Это была чумная осень. На суконный двор с турецкой шерстью завезли купцы моровую язву. Месяц отнимал тысячи жизней. Ни полиции, ни войска в городе не было, бежал из столицы главнокомандующий граф Салтыков.

Мгла накрыла рынок, к испарениям над трактирами и казанками торговцев прибавилась гарь от запылавших выморочных домов, дымок можжевеловых веток, коими лечили хворь, дым погребальных костров. С Яузы полз слоистый липкий туман.

Пречистая Дева стояла у обшарпанной стены. Штабеля покойников были свалены тут же, синюшного цвета младенчик выпростал к Деве хладные ручки, будто хотел уцепиться за босые ее ступни.

– Здравствуй, Семен, – сказала Дева.

Она была бледна и плешива, облачена в холщовую рубаху, распираемую пудовыми грудями. Груди, богатые при сухой фигуре, свисали аж на живот. Светились злобой глаза на костистом лице.

Кулик преклонил колени пред Девой и крестился истово.

Крысы карабкались по трупам, кормились свежатиной.

– Прости грехи мои, Богородица! – застонал Семен, который и пришел-то в переулок пощупать платья мертвецов на предмет вымоченных в уксусе рублей.

– Будешь прощен.

Дева рассказала Кулику, что есть икона и не молятся ей, и не ставят свечи.

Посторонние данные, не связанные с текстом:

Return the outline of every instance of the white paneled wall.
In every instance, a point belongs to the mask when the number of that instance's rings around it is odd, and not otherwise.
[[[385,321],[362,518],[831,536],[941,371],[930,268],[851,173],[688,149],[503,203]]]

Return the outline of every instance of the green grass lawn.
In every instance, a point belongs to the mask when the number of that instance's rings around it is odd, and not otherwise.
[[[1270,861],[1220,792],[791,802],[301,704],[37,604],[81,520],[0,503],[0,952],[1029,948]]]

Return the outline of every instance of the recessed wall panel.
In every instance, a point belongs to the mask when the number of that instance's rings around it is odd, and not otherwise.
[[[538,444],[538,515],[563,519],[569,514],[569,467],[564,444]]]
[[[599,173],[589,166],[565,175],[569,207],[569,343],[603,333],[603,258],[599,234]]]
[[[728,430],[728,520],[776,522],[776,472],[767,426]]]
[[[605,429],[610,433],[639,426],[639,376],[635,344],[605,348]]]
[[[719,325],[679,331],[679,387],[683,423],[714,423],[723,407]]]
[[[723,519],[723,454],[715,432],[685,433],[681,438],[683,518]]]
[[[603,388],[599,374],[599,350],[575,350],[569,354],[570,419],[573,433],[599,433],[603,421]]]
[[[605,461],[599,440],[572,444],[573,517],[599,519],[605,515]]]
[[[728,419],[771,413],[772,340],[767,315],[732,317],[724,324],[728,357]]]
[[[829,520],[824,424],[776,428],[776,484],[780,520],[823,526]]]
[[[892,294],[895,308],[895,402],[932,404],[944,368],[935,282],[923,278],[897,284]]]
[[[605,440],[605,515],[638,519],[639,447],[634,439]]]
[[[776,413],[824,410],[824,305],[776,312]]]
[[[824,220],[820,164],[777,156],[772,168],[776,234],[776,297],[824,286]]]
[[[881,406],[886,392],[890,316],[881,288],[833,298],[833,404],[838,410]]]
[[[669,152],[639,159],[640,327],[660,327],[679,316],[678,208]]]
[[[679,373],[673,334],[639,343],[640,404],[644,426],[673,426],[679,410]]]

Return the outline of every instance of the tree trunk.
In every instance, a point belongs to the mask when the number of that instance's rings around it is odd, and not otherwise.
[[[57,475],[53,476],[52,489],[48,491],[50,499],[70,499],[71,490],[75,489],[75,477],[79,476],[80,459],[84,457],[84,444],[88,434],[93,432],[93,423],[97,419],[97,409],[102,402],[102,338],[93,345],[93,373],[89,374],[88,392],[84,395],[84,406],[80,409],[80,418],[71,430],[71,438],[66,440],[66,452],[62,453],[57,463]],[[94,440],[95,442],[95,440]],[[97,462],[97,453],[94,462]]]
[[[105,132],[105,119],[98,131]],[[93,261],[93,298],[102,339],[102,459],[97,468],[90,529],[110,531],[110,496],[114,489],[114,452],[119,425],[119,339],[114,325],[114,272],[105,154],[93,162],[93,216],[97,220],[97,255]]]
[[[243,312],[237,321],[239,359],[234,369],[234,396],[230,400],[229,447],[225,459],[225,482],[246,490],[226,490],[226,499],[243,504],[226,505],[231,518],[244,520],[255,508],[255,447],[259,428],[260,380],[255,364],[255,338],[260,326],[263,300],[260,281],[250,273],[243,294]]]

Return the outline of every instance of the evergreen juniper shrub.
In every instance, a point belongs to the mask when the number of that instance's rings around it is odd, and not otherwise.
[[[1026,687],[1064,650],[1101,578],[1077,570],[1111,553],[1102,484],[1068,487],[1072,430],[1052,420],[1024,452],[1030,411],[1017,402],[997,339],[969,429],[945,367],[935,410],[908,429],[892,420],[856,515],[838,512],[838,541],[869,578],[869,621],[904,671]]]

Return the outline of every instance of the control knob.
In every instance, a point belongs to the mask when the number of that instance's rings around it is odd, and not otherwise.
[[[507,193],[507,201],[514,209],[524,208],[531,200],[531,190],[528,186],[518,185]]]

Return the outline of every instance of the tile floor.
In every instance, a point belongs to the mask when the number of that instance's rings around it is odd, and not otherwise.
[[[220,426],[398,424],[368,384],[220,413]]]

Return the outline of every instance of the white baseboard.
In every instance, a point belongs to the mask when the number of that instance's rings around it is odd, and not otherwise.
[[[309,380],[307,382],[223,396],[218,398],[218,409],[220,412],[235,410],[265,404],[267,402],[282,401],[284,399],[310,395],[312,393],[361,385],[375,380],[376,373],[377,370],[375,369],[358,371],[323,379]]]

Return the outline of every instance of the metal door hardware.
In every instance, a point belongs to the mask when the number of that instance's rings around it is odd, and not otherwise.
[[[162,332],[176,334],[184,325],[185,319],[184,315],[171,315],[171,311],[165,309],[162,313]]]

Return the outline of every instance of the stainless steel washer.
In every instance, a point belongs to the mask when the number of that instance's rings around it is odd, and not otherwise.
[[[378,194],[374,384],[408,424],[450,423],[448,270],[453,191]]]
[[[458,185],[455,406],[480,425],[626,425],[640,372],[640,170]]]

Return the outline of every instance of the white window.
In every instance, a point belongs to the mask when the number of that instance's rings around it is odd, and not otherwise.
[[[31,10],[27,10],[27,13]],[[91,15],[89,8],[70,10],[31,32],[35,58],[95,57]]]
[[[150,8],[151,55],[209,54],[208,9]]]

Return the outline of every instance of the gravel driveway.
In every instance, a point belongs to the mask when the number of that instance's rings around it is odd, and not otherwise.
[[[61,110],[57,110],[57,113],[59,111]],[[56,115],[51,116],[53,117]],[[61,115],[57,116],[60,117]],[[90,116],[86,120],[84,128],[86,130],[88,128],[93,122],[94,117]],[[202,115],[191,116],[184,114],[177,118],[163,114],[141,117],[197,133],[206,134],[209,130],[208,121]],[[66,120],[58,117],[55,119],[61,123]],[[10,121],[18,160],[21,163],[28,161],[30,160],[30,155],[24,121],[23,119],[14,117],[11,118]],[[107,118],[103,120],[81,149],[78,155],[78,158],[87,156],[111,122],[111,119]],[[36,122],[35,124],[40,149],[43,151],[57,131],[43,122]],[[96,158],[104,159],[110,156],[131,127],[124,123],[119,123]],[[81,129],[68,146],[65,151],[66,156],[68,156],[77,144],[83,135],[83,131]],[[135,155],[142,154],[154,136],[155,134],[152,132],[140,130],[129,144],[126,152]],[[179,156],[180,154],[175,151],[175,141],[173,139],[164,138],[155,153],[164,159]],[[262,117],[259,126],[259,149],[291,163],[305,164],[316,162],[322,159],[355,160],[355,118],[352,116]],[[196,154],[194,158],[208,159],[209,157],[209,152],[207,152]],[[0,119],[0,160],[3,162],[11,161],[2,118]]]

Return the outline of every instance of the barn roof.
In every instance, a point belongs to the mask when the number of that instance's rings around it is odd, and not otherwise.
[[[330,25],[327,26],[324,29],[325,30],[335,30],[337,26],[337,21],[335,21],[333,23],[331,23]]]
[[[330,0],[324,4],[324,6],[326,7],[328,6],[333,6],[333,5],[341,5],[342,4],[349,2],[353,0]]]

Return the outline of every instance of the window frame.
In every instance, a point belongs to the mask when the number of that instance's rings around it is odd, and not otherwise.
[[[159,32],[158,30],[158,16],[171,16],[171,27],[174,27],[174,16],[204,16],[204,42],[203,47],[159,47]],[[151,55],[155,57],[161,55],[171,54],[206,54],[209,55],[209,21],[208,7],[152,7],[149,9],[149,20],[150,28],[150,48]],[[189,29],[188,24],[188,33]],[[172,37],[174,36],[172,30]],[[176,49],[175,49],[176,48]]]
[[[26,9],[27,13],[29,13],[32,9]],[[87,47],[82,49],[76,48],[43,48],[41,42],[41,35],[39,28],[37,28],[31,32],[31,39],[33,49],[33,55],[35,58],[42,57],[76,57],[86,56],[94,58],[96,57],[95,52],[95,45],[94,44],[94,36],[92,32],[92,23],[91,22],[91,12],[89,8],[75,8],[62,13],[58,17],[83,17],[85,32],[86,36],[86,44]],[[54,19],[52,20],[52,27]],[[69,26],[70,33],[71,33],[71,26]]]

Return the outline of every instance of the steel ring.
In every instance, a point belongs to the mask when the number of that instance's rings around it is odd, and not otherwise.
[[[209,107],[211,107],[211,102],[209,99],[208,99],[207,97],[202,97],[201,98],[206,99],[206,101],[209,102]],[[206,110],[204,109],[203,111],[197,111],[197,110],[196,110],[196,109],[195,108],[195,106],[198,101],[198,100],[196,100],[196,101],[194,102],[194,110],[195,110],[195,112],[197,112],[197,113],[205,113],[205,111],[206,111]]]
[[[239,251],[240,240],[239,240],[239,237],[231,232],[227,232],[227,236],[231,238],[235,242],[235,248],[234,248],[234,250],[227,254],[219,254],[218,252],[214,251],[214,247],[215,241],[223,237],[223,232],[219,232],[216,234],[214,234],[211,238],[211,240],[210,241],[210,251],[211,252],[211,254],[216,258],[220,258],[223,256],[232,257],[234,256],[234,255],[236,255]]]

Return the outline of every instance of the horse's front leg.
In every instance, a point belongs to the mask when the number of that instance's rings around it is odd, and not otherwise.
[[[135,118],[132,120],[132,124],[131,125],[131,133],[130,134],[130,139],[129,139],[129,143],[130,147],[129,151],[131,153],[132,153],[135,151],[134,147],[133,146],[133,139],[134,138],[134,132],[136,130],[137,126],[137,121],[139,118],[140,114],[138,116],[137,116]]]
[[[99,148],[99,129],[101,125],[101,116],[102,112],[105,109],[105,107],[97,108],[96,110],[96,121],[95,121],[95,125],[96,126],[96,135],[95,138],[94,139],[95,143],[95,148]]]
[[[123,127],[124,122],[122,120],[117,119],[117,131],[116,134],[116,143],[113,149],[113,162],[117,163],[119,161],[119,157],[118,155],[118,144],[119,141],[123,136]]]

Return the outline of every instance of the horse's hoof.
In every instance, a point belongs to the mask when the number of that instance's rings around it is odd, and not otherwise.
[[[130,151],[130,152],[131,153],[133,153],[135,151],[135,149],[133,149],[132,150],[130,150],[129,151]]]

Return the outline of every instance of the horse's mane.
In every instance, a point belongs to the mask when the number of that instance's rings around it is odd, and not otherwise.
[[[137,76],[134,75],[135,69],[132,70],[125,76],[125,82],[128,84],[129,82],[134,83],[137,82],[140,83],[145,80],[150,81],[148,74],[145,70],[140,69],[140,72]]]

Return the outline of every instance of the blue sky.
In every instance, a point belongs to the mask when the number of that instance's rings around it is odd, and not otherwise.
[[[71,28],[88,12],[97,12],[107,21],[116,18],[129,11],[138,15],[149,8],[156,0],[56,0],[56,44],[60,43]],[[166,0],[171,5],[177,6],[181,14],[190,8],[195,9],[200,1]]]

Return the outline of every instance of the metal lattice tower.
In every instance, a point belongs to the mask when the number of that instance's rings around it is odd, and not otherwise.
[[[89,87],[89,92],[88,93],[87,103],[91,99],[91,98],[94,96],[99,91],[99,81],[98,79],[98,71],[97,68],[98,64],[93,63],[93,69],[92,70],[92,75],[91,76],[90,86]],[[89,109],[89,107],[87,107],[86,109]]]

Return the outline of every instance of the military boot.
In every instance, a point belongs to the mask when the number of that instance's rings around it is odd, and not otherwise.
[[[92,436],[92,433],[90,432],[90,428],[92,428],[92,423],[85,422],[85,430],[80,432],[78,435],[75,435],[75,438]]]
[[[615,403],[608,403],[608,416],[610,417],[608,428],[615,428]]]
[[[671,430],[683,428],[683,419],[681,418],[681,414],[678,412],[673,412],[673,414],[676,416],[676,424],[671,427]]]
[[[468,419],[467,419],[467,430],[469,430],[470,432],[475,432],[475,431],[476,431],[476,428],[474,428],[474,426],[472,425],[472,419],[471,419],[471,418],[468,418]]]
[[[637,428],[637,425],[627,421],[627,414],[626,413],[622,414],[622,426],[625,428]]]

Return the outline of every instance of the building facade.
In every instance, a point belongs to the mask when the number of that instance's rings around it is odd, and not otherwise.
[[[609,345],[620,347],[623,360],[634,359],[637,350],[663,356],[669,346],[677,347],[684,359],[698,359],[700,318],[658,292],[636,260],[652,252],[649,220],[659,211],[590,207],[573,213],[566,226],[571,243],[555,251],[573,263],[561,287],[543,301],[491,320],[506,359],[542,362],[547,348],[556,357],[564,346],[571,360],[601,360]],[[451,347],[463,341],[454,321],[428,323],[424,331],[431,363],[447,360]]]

– Мой Сын, – молвила она, – желал уничтожить Москву каменным градом, но я упросила сменить камнепад на трехмесячный мор.

– Милосердная! – взревел фабричный рабочий Семен Кулик. Крысы зыркали из тьмы недовольно. Унылый звон колоколов вяз в сизом мареве.

Дева объяснила, как отвадить напасть. Семен кивал и крестился.

Было в Москве тысяча семьсот семьдесят первого года семьсот слюдяных фонарей. В полночь ветер загасил тридцать четыре из них. Монахи Рождественского монастыря слышали волчий вой, монахи Девичьего слышали хохот, монахи Варсонофьевского слышали женский голос, призывавший к прелюбодеянию. Все три монастыря располагались на Кузнецкой горе, откуда дорога сбегала в густые леса и дальше, к Костроме. Тощие волки просеменили из дебрей до Китай-города и жгучей мочой окропили подножие Варварских ворот. В киоте над воротами ютилась Боголюблинская икона.

– Тридцать лет! – кричал утром Кулик у стен Китай-города. – Тридцать лет никто не почитал надвратную икону, и прогневались небеса. Но было мне видение дивное…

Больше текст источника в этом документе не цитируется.